Nogmaals ik kan het niet vaak genoeg zeggen gokken is een vieze vieze ziekte wat je kapot maakt. En nog maals wees alert of je dit in je omgeving speelt en bestrijd dat met alle macht die je hebt.

----------


## gadjo dilo

is er nu geen verleiding meer ? zo niet, ben ik blij voor je dat je het kan weerstaan  :duim:

----------


## Najima2

ik ben egt blij voor jou da je je fout inziet en da je de stap hebt genome ermee te stoppe dit leven zit vol met verleidinge en die moet je kunne weerstaan anders zijn we geen goede moslims ik hoop da allah swt je ga blijve helpe en da nooit meer in deze put ga gerake inschallah

----------


## Fatimo

het leven is net als een neus, je moet eruithalen wat erin zit

----------


## moesdrim

Ik ben ook heel erg gok verslaafd ik ben bijna ten onder gokken maakt je leven kapot ik heb een eigen huis ik loop nu bijna 3maanden huur achter en ik heb een berg met rekeningen ik weet niet meer hoe ik hier uit moet komen want ik heb helemaal niks en ik heb ook gen werk meer helemaal niks familie wil je niet helpen want die hebben mij vaker geholpen en nu ben ik op mijn zelf uitgerekend wie kan mij advies geven wat ik moet doen want ik heb bijna geen zin meer om te leven help mij AUB

----------


## Hawa

Ik ben ook heel erg gok verslaafd ik ben bijna ten onder gokken maakt je leven kapot ik heb een eigen huis ik loop nu bijna 3maanden huur achter en ik heb een berg met rekeningen ik weet niet meer hoe ik hier uit moet komen want ik heb helemaal niks en ik heb ook gen werk meer helemaal niks familie wil je niet helpen want die hebben mij vaker geholpen en nu ben ik op mijn zelf uitgerekend wie kan mij advies geven wat ik moet doen want ik heb bijna geen zin meer om te leven help mij AUB 

Ga hulp zoeken!

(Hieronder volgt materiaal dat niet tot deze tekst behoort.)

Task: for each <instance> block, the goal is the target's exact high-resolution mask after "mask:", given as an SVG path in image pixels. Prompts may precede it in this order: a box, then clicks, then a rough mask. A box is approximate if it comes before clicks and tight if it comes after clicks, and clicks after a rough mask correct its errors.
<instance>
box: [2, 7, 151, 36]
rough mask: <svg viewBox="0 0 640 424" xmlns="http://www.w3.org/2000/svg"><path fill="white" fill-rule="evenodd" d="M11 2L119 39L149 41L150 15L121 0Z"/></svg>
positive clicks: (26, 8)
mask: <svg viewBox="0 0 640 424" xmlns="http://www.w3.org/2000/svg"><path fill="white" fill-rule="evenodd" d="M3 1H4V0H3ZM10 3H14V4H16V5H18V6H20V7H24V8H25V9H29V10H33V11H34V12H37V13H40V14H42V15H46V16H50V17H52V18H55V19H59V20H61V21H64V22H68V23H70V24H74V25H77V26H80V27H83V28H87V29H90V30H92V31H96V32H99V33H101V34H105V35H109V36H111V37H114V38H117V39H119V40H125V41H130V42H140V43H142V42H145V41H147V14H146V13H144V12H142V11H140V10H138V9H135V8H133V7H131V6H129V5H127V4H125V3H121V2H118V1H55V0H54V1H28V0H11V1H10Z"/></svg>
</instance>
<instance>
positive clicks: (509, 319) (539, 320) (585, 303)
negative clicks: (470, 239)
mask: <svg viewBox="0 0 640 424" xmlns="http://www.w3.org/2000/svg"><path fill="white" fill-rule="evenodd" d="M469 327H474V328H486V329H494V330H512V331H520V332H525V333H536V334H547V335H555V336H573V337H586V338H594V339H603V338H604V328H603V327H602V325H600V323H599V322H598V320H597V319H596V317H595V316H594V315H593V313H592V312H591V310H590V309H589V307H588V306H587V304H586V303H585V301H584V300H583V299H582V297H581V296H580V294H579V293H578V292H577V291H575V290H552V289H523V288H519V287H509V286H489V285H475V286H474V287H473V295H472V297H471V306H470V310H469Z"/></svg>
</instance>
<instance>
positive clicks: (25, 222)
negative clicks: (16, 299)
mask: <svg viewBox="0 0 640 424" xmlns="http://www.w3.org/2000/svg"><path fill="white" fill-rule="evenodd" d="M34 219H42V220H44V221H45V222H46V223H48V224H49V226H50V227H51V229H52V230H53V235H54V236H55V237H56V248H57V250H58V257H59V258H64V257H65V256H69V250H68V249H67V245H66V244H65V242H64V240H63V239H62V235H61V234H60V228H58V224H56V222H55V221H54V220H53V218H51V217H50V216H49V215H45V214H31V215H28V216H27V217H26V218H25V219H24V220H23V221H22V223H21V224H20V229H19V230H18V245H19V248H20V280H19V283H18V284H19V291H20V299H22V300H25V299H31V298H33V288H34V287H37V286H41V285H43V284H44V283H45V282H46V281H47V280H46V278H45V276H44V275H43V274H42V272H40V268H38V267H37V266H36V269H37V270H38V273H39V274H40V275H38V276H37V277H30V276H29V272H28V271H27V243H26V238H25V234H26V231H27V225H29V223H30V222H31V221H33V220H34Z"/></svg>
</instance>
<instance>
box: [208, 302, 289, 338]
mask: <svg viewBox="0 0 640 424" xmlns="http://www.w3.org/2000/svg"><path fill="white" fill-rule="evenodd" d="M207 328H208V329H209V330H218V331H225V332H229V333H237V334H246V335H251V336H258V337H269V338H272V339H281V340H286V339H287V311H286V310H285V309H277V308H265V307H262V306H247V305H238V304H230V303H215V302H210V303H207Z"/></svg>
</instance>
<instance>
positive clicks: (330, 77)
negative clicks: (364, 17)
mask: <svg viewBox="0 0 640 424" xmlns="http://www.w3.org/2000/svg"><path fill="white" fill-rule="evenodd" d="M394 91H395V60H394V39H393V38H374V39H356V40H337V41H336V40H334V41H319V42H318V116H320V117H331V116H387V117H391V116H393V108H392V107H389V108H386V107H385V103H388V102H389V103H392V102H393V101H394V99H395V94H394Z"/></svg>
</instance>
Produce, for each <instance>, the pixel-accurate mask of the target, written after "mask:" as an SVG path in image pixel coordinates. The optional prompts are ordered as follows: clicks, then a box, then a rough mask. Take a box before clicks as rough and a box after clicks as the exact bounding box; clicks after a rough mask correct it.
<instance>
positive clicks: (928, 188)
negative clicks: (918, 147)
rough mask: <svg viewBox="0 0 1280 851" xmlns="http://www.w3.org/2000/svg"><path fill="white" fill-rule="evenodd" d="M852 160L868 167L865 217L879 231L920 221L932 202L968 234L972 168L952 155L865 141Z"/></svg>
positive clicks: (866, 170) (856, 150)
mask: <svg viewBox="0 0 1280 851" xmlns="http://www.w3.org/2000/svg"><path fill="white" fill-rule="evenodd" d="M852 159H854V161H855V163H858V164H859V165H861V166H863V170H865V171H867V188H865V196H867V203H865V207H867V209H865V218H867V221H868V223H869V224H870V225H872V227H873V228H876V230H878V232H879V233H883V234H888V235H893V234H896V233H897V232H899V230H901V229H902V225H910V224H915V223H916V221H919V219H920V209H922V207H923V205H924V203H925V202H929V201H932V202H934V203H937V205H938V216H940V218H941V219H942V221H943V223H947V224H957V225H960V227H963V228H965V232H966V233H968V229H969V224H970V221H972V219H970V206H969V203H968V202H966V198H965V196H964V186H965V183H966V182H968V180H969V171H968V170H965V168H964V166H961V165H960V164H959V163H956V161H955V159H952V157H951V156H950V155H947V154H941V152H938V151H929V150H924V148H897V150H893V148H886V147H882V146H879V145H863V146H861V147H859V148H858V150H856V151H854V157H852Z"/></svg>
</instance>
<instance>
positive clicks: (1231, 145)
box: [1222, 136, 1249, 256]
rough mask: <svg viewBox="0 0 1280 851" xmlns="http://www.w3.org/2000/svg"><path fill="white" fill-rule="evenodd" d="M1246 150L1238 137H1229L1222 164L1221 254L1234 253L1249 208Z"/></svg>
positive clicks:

Ga naar de kredietbank, voor budgettering, krijg je alles weer op de rails! Sterkte van mij Hawa.
Drie maanden huurachterstand is beter dan langer toch. Gok niet meer. Is ook verslaving, dus ga ook naar de verslavingszorg.

----------


## nour_islam

Gokken is inderdaad een vreselijke verslaving. Ik ben ook gokverslaafd geweest. Ik begon op mijn zestiende toen ik een bijbaantje had. Elke cent die ik had gooide ik in de gokautomaten. Toen ik achttien werd en studiefinanciering kreeg (uitwonend) werd het alleen maar erger. Ik spijbelde van school om naar de gokhal te gaan. Uren hing ik er rond. Ik pakte wel 4 of 5 gokmachines tegelijk. Ik won weleens, maar de volgende dag was het alweer vergooid. Ik ben gelukkig nooit dusdanig verslaafd geweest dat ik leningen aanging om het te vergokken.
toen ik eenmaal een vaste baan had (ik werkte in het centrum van rotterdam), ging ik in de pauze naar de gokhal en na werktijd zat ik er tot 10 uur. Ik rookte veel en ik at niet goed. Op een gegeven begon ik physiek af te takelen. Dat is jaren doorgegaan op die manier.
Ik ontdekte ook holland casino. De eerste keer dat ik erheen ging won ik een gigantisch bedrag (ruim 10.000 gulden). Mijn geluk kon niet op. Maar het is echt het werk van de duivel!! een week later zat ik weer in het casino. Ik had 1500 gulden cash. Ik ging voor de snelle winst (banko punto speelde ik). Ik begon eerst met inzetten van 100 gulden en als het goed ging zette ik al het gaauw het maximum van 4000 gulden in. Dat ging erg goed en ik had al gaauw iets van 12.000 gulden. Ik dacht nu ga ik stoppen (vakantie naderde). Ik had mijn fiches ingewisseld en ik stond op het punt om weg te gaan toen ik een oude bekende tegenkwam. We dronken wat samen en toen ging hij ook banko punto spelen. Ik stond er eerst gewoon bij maar de duivel had zijn list klaar voor mij. Ik begon ook mijn geld in te zetten en amper een half uur later was ik alles kwijt, incl. die 1500 gulden en daarnaast had ik ook nog 1500 gulden gepind. Dus in totaal 3000 gulden armer.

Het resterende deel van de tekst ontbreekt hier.